Setting: A university hospital.

Patients: Forty-eight OSAHS patients without cardiac diseases (mean [± SD] age, 45.9 ± 10.8 years; apnea-hypopnea index [AHI] 51.9 ± 18.5 events per hour) who underwent polysomnography before treatment and on the first night of nasal continuous positive airway pressure (nCPAP) treatment.

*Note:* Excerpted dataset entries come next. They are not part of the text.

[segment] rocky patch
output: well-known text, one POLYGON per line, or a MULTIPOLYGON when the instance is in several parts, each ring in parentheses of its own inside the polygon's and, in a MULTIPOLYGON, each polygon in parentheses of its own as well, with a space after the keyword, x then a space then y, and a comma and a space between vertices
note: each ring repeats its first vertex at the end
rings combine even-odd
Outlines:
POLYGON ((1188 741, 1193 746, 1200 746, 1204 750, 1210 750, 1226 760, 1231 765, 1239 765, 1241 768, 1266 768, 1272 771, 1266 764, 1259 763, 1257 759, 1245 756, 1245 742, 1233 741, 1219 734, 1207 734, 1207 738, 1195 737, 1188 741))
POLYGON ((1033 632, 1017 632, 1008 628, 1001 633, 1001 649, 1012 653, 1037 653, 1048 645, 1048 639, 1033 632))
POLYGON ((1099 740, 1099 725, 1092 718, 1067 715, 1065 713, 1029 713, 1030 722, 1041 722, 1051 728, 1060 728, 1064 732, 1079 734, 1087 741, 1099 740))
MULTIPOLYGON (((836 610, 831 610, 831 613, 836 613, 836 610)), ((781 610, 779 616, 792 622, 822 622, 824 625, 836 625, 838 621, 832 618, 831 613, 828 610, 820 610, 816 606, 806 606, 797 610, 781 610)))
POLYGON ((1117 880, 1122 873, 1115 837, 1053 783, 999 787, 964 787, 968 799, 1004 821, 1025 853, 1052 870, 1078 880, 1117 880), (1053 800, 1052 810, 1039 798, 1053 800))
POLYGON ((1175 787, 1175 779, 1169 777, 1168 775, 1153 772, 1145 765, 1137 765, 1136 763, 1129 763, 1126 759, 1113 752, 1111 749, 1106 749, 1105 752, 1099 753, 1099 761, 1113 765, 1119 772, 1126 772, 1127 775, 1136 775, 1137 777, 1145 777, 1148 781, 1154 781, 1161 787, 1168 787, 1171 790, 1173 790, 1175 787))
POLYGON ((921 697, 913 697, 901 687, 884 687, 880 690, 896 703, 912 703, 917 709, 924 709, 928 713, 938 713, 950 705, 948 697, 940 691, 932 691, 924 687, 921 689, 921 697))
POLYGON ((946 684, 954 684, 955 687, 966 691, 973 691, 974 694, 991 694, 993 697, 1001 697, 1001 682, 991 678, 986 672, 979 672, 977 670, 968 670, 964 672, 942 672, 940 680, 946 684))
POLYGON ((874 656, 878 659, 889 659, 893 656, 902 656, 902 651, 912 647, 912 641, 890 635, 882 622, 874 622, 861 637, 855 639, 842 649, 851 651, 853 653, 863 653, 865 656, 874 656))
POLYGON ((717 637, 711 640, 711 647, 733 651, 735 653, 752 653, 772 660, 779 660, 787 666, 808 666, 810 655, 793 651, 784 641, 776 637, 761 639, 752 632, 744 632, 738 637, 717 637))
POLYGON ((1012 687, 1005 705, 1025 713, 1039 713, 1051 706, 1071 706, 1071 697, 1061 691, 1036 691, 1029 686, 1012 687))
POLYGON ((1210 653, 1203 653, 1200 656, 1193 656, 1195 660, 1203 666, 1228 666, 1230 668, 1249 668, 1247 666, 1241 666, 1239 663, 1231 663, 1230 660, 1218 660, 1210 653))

Methods: Before and after nCPAP treatment was started, we measured the QTcD with computer software, before, during, and after sleep, as well as the washout rate of the MIBG administered for cardiac imaging. As a control, QTcD was also measured in the morning from 26 healthy subjects.

Results: Before treatment, the mean QTcD during sleep (65.0 ± 14.6 ms) was greater than that before sleep (57.0 ± 13.5 ms; p < 0.0001). Meanwhile, after 1 night of nCPAP therapy, the QTcD during sleep (50.6 ± 11.4 ms) decreased from that before treatment (p < 0.0001) and was smaller than the QTcD before sleep (56.2 ± 13.3 ms; p = 0.003). Before treatment, the QTcD during sleep correlated with the AHI (r = 0.38; p = 0.009) and the percentage of time that Sao2 was < 90% (Sao2 < 90% time) [r = 0.34; p = 0.018]. The QTcD did not correlate with the body mass index or the washout rate of MIBG. However, the washout rate of MIBG correlated with the AHI and the Sao2 < 90% time.

Conclusions: Nocturnal QTcD is increased in OSAHS patients but is decreased by nCPAP therapy independently of cardiac sympathetic function.